4 fish: A superb recording of a fine work. Perhaps there is room for improvement but I’m going with it until proven wrong. If this is a stereo recording it’s because of a flaw or two in the performance; if an older mono recording, it might only get 4 fish because of the sonics.
4 and a half fish: Close to perfection.
5 fish: A stupendous recording, virtually perfect in every way, sonically and in performance. Nothing to carp about (pun intended).
6 fish: This is a recording/performance so good that it exceeds expectations.

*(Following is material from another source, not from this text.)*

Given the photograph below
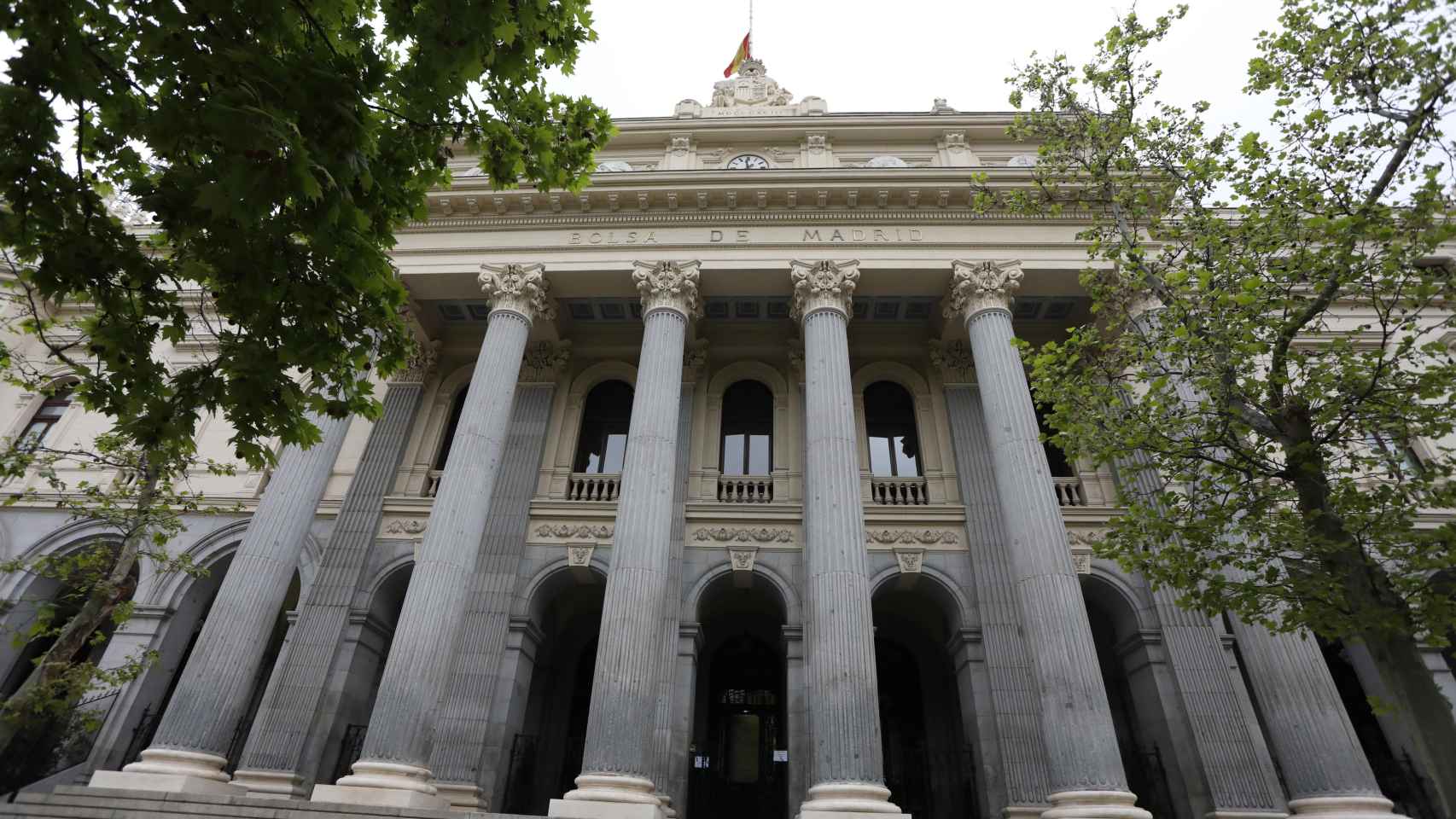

If there’s another version out there that you prefer let me know about it, because this one might be better than your pick. (This designation will only be handed out rarely, so don’t expect it.)
Originally, this guide was an interior page of The Art Music Lounge, but as the entries started mounting up the page became too big to save and was taking up too much of my allotted space, thus I decided to make this a separate website.
Although the guide is now technically complete, I will occasionally amend or add to it as I discover different and better recordings of different works. I want my readers to have as good a guide as any that’s published by the big names.